I've needed this advice lately.
My head is not a healthy place right now. This is a reoccurring theme in my life. Most of the time I'm okay with that. I accept it, I'm strong enough to fight, I can see clearly enough to recognize it is a part of me but not all of me, and not a personal failure. A quirk.
But every once in awhile, I get so tired. I don't want to fight anymore. I simply don't want this. Frankly, some days the feelings that I am a failure and that I am meaningless are overpowering. The side if myself that still sees reason tries to say there is still hope and time to accomplish, that there is another way of looking at things, that my Father in Heaven or my family would never tell me such things. But the lies are strong and sometimes they are so much louder. My anxiety is so high right now. The waves of sadness are profound. Normally they don't visit at the same time, but here they are. It's like someone is crushing my chest, and I'm just waiting like an empty can of soda pop to shrivel up and then disappear.
I used to struggle with aligning this struggle with the blessings in my life. Like how can this be real if there are so many other trials, and I've been given so much. But I am learning something, after all these years. I have carried this cross since I was twelve years old. My life is beautiful, with more blessings then I can count. But seeing signs in my children makes me sad.
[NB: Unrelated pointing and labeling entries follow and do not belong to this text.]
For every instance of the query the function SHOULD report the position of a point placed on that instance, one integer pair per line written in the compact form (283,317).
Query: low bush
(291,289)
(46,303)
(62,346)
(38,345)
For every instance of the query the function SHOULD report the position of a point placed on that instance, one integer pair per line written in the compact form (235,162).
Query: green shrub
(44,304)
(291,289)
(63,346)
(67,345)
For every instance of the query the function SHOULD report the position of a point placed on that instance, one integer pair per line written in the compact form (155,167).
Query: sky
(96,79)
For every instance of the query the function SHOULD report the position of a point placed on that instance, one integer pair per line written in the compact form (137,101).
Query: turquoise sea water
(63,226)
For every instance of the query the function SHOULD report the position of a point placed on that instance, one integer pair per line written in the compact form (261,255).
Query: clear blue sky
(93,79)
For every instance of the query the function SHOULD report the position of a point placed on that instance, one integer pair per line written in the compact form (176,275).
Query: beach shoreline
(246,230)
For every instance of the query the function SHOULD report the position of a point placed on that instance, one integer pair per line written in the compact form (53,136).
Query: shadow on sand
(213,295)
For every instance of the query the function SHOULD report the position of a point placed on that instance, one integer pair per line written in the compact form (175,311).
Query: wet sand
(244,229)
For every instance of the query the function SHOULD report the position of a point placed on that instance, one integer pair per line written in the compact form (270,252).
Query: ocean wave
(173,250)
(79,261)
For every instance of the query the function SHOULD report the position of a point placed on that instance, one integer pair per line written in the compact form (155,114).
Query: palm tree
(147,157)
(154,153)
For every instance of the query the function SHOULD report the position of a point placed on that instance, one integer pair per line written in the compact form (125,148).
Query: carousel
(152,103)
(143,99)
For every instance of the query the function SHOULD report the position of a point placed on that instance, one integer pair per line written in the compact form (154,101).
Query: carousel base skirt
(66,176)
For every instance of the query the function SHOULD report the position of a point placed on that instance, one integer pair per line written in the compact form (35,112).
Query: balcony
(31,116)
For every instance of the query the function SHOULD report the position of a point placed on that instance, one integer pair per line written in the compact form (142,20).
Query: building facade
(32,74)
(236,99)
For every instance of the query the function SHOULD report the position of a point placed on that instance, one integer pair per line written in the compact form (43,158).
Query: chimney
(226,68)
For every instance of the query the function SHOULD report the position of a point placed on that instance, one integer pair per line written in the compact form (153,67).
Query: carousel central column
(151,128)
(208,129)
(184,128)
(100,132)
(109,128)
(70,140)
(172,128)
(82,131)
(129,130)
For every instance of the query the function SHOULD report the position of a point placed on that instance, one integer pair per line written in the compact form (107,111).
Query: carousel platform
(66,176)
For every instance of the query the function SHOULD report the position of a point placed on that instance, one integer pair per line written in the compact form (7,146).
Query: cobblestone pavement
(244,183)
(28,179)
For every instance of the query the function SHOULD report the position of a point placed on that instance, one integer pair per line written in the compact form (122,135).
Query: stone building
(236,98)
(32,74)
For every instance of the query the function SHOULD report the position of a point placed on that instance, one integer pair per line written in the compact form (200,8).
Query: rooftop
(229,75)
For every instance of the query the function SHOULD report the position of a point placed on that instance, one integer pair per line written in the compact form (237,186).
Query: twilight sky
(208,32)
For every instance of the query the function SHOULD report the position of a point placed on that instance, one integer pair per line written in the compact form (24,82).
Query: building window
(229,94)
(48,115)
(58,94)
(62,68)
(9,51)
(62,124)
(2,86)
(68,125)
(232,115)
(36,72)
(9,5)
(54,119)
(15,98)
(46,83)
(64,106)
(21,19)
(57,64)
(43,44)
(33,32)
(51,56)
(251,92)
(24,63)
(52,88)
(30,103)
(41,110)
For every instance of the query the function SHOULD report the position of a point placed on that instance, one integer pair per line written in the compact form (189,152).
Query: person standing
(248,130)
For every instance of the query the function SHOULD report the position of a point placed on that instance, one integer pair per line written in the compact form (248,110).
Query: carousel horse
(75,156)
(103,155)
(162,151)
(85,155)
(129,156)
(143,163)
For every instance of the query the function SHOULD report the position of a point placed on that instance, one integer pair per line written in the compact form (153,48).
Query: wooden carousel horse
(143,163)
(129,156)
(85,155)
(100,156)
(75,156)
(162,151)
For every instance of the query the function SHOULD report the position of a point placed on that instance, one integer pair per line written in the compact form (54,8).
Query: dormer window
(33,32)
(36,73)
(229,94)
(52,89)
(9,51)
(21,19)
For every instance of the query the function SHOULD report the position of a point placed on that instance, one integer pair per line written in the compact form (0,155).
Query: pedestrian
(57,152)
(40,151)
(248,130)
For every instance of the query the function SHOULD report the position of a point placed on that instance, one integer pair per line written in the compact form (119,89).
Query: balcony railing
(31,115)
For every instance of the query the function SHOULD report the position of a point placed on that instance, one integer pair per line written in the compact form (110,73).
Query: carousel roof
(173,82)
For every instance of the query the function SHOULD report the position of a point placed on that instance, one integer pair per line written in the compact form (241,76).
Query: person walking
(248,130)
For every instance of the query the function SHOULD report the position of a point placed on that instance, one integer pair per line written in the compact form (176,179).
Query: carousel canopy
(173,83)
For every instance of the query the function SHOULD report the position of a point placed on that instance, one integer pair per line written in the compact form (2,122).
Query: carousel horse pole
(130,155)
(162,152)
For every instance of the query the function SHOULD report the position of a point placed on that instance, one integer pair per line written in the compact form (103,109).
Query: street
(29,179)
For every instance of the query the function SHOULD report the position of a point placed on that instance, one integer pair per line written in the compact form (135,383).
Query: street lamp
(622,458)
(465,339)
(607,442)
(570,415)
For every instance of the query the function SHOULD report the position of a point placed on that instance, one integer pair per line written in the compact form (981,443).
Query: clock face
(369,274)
Knowing it is an ancestral struggle helps me understand. This isn't the worst thing. It isn't terminal. But it is ravaging. You know what it is?
It is a life sentence.
And sometimes that is hard to deal with.
I don't know if it's time to go get some help with medication. Maybe it is, and if it is, I wouldn't be ashamed of that. But maybe I can claw my way out again. I don't know. I'd like to if I could.
This is my history, and sometimes history is ugly. But I think I'd rather live in my truth then have no one ever really know me. They are simply things that are difficult to say out loud.